Correlation Between Adidas AG and Dr Martens
Can any of the company-specific risk be diversified away by investing in both Adidas AG and Dr Martens at the same time? Although using a correlation coefficient on its own may not help to predict future stock returns, this module helps to understand the diversifiable risk of combining Adidas AG and Dr Martens into the same portfolio, which is an essential part of the fundamental portfolio management process.
By analyzing existing cross correlation between Adidas AG and Dr Martens plc, you can compare the effects of market volatilities on Adidas AG and Dr Martens and check how they will diversify away market risk if combined in the same portfolio for a given time horizon. You can also utilize pair trading strategies of matching a long position in Adidas AG with a short position of Dr Martens. Check out your portfolio center. Please also check ongoing floating volatility patterns of Adidas AG and Dr Martens.
Diversification Opportunities for Adidas AG and Dr Martens
-0.25 | Correlation Coefficient |
Very good diversification
The 3 months correlation between Adidas and DOCMF is -0.25. Overlapping area represents the amount of risk that can be diversified away by holding Adidas AG and Dr Martens plc in the same portfolio, assuming nothing else is changed. The correlation between historical prices or returns on Dr Martens plc and Adidas AG is a relative statistical measure of the degree to which these equity instruments tend to move together. The correlation coefficient measures the extent to which returns on Adidas AG are associated (or correlated) with Dr Martens. Values of the correlation coefficient range from -1 to +1, where. The correlation of zero (0) is possible when the price movement of Dr Martens plc has no effect on the direction of Adidas AG i.e., Adidas AG and Dr Martens go up and down completely randomly.
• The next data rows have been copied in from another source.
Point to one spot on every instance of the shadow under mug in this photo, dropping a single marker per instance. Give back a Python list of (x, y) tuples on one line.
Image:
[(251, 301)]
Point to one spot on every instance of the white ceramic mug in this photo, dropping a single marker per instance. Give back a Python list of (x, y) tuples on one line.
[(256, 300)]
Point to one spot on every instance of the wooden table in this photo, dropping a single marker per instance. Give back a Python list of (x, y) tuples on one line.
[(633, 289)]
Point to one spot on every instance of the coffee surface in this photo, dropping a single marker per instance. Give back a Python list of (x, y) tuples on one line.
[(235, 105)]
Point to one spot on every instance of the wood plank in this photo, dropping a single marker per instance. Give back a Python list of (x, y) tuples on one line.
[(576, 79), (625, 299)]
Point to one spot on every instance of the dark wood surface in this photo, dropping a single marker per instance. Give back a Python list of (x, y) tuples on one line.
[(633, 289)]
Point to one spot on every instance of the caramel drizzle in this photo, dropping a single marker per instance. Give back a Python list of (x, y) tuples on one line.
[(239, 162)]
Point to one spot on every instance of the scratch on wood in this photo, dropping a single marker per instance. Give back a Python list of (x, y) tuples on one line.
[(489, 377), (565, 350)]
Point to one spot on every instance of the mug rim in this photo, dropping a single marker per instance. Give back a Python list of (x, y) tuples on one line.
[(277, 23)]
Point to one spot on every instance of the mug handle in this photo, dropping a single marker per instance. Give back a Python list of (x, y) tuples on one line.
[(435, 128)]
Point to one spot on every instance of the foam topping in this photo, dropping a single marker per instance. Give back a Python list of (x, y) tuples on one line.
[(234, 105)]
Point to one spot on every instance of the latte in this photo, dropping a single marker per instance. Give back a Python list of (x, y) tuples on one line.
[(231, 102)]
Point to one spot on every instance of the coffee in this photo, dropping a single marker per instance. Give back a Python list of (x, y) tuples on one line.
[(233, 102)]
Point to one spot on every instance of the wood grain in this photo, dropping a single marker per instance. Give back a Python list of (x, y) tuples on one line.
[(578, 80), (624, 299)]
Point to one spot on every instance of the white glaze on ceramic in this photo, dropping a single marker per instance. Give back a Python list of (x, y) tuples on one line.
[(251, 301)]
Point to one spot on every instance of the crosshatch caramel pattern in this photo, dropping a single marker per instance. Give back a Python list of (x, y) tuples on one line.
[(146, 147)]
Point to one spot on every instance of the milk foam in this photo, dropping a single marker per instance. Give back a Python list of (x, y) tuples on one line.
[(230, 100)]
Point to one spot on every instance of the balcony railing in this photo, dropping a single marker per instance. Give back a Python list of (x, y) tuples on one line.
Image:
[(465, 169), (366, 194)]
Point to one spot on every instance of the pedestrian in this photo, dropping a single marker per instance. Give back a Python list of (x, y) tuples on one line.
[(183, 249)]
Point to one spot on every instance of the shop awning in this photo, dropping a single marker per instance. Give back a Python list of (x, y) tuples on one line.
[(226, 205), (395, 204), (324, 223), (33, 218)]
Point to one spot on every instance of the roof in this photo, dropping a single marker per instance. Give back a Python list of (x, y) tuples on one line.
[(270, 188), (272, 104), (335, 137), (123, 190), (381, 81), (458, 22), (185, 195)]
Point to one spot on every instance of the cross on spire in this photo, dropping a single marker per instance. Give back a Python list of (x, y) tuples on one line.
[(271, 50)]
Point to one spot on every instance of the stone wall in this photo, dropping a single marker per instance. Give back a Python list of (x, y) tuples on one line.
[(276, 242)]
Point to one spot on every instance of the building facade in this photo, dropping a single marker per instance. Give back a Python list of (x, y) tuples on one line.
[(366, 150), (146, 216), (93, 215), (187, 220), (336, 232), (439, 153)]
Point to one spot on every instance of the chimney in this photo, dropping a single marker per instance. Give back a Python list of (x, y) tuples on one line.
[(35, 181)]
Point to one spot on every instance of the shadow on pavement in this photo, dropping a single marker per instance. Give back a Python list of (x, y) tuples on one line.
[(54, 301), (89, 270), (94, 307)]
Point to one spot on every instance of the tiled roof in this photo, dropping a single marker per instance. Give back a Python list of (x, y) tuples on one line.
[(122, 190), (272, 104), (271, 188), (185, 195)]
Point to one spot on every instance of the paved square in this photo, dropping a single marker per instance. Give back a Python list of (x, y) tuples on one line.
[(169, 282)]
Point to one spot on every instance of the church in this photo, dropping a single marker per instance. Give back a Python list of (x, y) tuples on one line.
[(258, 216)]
Pair Corralation between Adidas AG and Dr Martens
Assuming the 90 days horizon Adidas AG is expected to under-perform the Dr Martens. But the otc stock apears to be less risky and, when comparing its historical volatility, Adidas AG is 1.85 times less risky than Dr Martens. The otc stock trades about -0.08 of its potential returns per unit of risk. The Dr Martens plc is currently generating about 0.18 of returns per unit of risk over similar time horizon. If you would invest 76.00 in Dr Martens plc on May 2, 2025 and sell it today you would earn a total of 38.00 from holding Dr Martens plc or generate 50.0% return on investment over 90 days.
Time Period | 3 Months [change] |
Direction | Moves Against |
Strength | Insignificant |
Accuracy | 98.39% |
Values | Daily Returns |
Adidas AG vs. Dr Martens plc
Performance |
Timeline |
Adidas AG |
Dr Martens plc |
Adidas AG and Dr Martens Volatility Contrast
Predicted Return Density |
Returns |
Pair Trading with Adidas AG and Dr Martens
The main advantage of trading using opposite Adidas AG and Dr Martens positions is that it hedges away some unsystematic risk. Because of two separate transactions, even if Adidas AG position performs unexpectedly, Dr Martens can make up some of the losses. Pair trading also minimizes risk from directional movements in the market. For example, if an entire industry or sector drops because of unexpected headlines, the short position in Dr Martens will offset losses from the drop in Dr Martens' long position.Adidas AG vs. Asics Corp ADR | Adidas AG vs. American Rebel Holdings | Adidas AG vs. American Rebel Holdings | Adidas AG vs. Adidas AG ADR |
Dr Martens vs. American Rebel Holdings | Dr Martens vs. Designer Brands | Dr Martens vs. Renewable Energy and | Dr Martens vs. Crocs Inc |
Check out your portfolio center.Note that this page's information should be used as a complementary analysis to find the right mix of equity instruments to add to your existing portfolios or create a brand new portfolio. You can also try the Idea Analyzer module to analyze all characteristics, volatility and risk-adjusted return of Macroaxis ideas.